On 20 July 2018 at 11:04, Paul Ruizendaal <pnr(a)planet.nl> wrote:
I will try to
port the C compiler to amd64 - while preserving as much of
the original code as I can. But not sure if this is even feasible.
If that is your goal, you might want to start with the version included with
2.11BSD. It is essentially the same as the version from V7, but with 15 more years of bug
fixes. I used that source to port V6 Unix to the TI990 architecture back in 2014/2015 and
the good thing about it is that it still compiles with a modern gcc.

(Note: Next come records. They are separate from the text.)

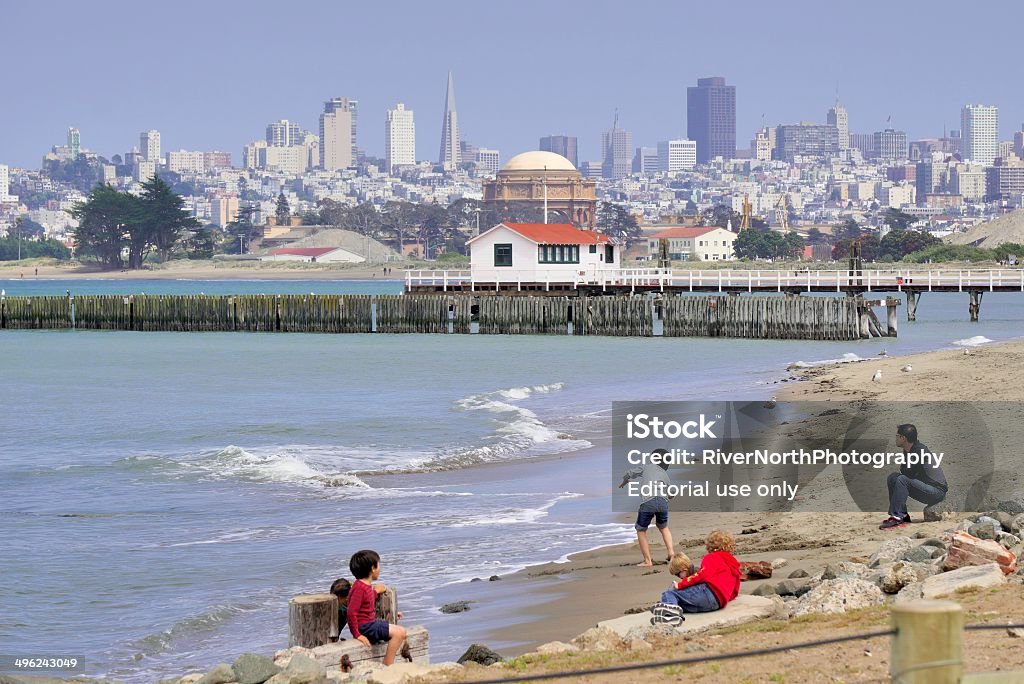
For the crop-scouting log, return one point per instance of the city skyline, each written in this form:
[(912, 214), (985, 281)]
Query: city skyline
[(503, 103)]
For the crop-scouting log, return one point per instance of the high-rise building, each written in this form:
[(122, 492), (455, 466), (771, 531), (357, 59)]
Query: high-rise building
[(890, 145), (616, 145), (979, 130), (74, 142), (805, 139), (337, 145), (148, 145), (711, 118), (284, 133), (399, 137), (680, 155), (561, 144), (837, 117), (451, 152)]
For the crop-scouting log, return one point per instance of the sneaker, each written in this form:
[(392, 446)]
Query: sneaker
[(892, 522), (668, 613)]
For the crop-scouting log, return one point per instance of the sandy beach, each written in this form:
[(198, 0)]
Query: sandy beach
[(602, 584), (203, 270)]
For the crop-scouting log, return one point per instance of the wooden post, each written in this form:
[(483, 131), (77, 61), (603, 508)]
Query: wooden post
[(312, 620), (929, 642)]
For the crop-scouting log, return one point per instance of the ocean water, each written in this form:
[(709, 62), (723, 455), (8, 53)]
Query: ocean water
[(163, 495)]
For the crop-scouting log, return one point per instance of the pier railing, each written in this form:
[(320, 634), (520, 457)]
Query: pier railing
[(725, 280)]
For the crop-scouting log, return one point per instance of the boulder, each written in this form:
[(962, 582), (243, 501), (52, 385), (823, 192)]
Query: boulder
[(598, 639), (967, 550), (220, 674), (253, 669), (457, 606), (891, 550), (756, 569), (975, 576), (898, 574), (480, 654), (839, 596)]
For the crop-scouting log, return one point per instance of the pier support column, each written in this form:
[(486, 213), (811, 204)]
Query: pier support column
[(975, 306), (911, 304), (891, 315)]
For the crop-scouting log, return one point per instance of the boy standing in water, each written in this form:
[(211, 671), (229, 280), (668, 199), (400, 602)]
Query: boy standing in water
[(366, 567)]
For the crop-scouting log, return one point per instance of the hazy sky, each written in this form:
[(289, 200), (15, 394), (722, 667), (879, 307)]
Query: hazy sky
[(211, 75)]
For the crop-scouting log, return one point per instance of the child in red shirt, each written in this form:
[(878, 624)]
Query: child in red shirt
[(361, 598)]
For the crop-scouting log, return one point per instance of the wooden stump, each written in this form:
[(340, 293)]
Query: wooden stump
[(312, 620)]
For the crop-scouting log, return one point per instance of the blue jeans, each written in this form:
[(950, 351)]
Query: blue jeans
[(901, 486), (697, 598), (655, 509)]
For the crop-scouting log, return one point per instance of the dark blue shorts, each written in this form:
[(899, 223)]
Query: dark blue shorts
[(657, 510), (376, 631)]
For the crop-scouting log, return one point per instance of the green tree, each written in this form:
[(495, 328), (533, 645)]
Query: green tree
[(284, 211)]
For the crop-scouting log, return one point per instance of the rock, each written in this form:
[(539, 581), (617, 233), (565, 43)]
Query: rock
[(457, 606), (253, 669), (793, 587), (839, 596), (975, 576), (598, 639), (898, 575), (557, 647), (1007, 541), (966, 550), (890, 551), (481, 654), (757, 569), (220, 674)]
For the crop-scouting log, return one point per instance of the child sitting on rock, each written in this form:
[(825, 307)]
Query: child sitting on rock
[(711, 588)]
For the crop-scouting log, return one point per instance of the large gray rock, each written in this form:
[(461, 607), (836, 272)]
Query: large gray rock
[(253, 669), (972, 576), (480, 654), (839, 596), (220, 674), (891, 550)]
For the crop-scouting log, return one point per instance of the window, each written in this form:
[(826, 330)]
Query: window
[(558, 254), (503, 255)]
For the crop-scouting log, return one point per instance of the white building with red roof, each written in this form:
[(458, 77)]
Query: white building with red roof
[(313, 255), (700, 243), (541, 253)]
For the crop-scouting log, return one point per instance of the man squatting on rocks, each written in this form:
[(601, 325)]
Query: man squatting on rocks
[(921, 482)]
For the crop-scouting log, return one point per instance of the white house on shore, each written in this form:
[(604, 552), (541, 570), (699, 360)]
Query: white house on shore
[(313, 255), (541, 253), (701, 243)]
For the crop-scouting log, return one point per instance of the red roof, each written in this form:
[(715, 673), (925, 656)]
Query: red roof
[(557, 233), (303, 251), (685, 231)]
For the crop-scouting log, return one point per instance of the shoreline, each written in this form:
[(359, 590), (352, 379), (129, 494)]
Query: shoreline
[(603, 583)]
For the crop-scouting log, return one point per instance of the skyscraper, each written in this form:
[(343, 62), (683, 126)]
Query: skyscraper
[(74, 142), (399, 137), (837, 117), (711, 118), (284, 133), (979, 129), (561, 144), (148, 144), (616, 148), (450, 154), (337, 145)]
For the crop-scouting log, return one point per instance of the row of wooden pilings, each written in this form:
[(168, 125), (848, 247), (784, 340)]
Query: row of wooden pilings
[(737, 316)]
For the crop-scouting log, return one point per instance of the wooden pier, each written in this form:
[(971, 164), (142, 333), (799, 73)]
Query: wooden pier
[(784, 316)]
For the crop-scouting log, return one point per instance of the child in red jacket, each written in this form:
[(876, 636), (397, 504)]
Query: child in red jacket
[(711, 588)]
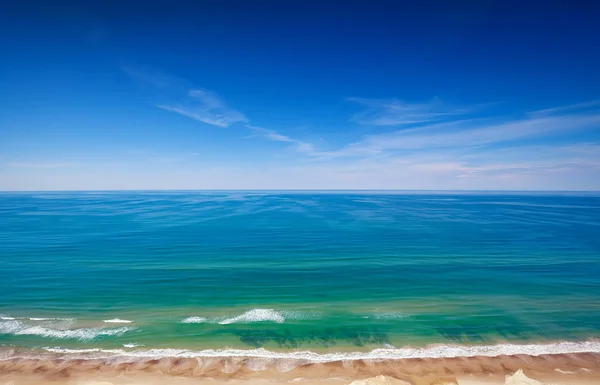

Thank you for the tip - very helpful.
For your project, I think you would be able to use the
first pass ‘c0’ almost unchanged. The second pass ‘c1’ would need major restructuring. It
mainly builds a tree for each expression and then performs various transformations, many
of which are PDP11 specific (but also portable ones, like handling of constant
expressions). It then covers the tree with code fragments selected from a library. This
library (‘optable') would need a full rewrite as well. The last pass ‘c2’ is the
optimiser and is also highly PDP11 specific. It reads the assembler output of ‘c1’
function by function, building an instruction list. It then performs some portable
optimisations (eliminating unnecessary jumps, etc.) and also more PDP11 specific
optimisations (the most complex being removing redundant register loads - the concept of
which would be reusable).
There are about 12,000 lines of code and as a rough guess I would say that some 40% needs
rewriting. A new code fragment library would probably be some 2 to 3 thousand lines.
Thank you again for all this info.
I recall reading about a project to revive the Ritchie
C compiler one or two years ago, but a quick web search came up dry. Anybody else remember
reading that?
I thought that the revival only meant being able to run code in PDP11 emulator?